Provided the Merger qualifies as a statutory merger under Applicable Law, the Merger will be treated as a reorganization within the meaning of Section 368(a) of the Internal Revenue Code of 1986, as amended (the "Code");

(ii)

Neither West Metro nor FHNC will recognize gain or loss as a result of the Merger;

(iii)

A Holder will not recognize gain or loss if the Holder exchanges West Metro common stock solely for FHNC common stock, except to the extent of any cash received in lieu of a fractional share;

(iv)

Where a Holder exchanges West Metro common stock solely for cash in the Merger, such cash will be treated as having been received by such Holder as a distribution in redemption of such Holder’s West Metro common stock, subject to the provisions and limitations of Section 302 of the Code;

(v)

A Holder will recognize gain (but not loss) (whether the gain is dividend income or capital gain depends upon the application of Section 302 of the Code relating to stock redemptions) if the Holder exchanges West Metro common stock for a combination of FHNC common stock and cash, and the Holder’s gain will be equal to the lesser of the excess, if any, of:

 

(a)

the sum of the cash (excluding any cash received in lieu of a fractional share of FHNC common stock) and the fair market value of the FHNC common stock received (including any fractional share of FHNC common stock which is deemed to be distributed in the Merger and then redeemed by FHNC), over the Holder’s tax basis in the West Metro common stock, or

 

(b)

the amount of cash received;

 

(vi)

If a Holder exchanges West Metro common stock for cash only, a Holder's tax basis in the FHNC common stock received in the Merger will equal the Holder’s tax basis in the West Metro common stock surrendered less the tax basis allocable to any fractional share which is deemed to be distributed in the Merger and then redeemed by FHNC.

(vii)

If a Holder exchanges West Metro common stock for a combination of FHNC common stock and cash, Holder’s tax basis in the FHNC common stock received

 

 



 

 

 

in the Merger will equal the Holder’s tax basis in the West Metro common stock surrendered (less the tax basis allocable to any fractional share which is deemed to be distributed in the Merger and then redeemed by FHNC), increased by (1) the amount which was treated as a dividend, and (2) the amount of gain to the Holder which was recognized on such exchange (not including any portion of such gain which was treated as a dividend), and decreased by the amount of cash received in the Merger (excluding any cash received in lieu of a fractional share of FHNC common stock);

(viii)

A Holder’s holding period for the FHNC common stock received in the Merger will include the holding period for the shares of West Metro common stock surrendered, provided that the West Metro common stock was held as a capital asset at the time of the Merger; and

(ix)

The receipt of cash in lieu of fractional shares of FHNC common stock will be treated as if the fractional shares were distributed in the Merger and then redeemed by FHNC. Generally, these cash payments will be treated as having been received as distributions in full payment in exchange for the shares considered redeemed.

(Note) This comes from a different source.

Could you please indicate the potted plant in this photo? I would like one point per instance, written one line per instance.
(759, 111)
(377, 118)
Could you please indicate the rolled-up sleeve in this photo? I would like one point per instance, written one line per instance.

                This opinion does not address the tax consequences that may be relevant to particular categories of shareholders subject to special treatment under the Code (including, but not limited to, financial institutions, tax-exempt organizations, mutual funds, insurance companies, S corporations or other pass-through entities, dealers in securities or foreign currency, Holders who exercise dissenters’ rights, foreign Holders, Holders who acquired shares of West Metro common stock pursuant to the exercise of employee stock options or otherwise as compensation or through tax-qualified retirement plans, traders in securities who elect the mark-to-market method of accounting for their securities holdings, Holders subject to the alternative minimum tax, Holders who have a functional currency other than the U.S. dollar, or Holders who hold West Metro common stock as part of a hedge against currency risk, straddle or a constructive sale or conversion transaction). Further, this opinion does not address the tax consequences of the holders of Warrants and Options, with respect to such Warrants and Options. In addition, this opinion does not address the state, local or foreign tax consequences of the Merger.

                This opinion is expressly limited to the federal income tax consequences of the Merger that are enumerated above. We express no opinion as to any other federal income tax consequences of the Merger or to matters governed by the laws of any state. Furthermore, no opinion is expressed herein as to the effect of any future acts of the parties or future changes in existing law. We undertake no responsibility to advise you of any changes after the date hereof in the law or the facts presently in effect that would alter the scope or substance of the opinions herein expressed.

                This opinion is based upon various statutory provisions, regulations promulgated thereunder and interpretations thereof by the Internal Revenue Service and the courts having jurisdiction over such matters as of and effective on the date hereof, any one or more of which are subject to change either prospectively or retroactively. There can be no assurance that contrary positions may not be successfully asserted by the Internal Revenue Service or that a

 

 



 

court considering such matters would not hold otherwise. Moreover, no opinion is rendered with respect to the effect, if any, which pending or proposed legislation or regulations may have on any of the foregoing matters.

                This letter expresses our legal opinion as to the foregoing matters based upon our professional judgment at this time; it is not, however, to be construed as a guaranty nor is it a warranty that a court considering such matters would not rule in a manner contrary to the opinions set forth above.

                This opinion is solely for the benefit of FHNC and the West Metro shareholders and may not be otherwise used, quoted, relied upon or referred to, nor may copies be delivered to any other person or entity without our prior written permission.

                We consent to the filing of this opinion as an exhibit to the Registration Statement. In giving this consent, we do not admit that we are within the category of persons whose consent is required under Section 7 of the Securities Act of 1933, as amended, and the General Rules and Regulations of the Commission thereunder.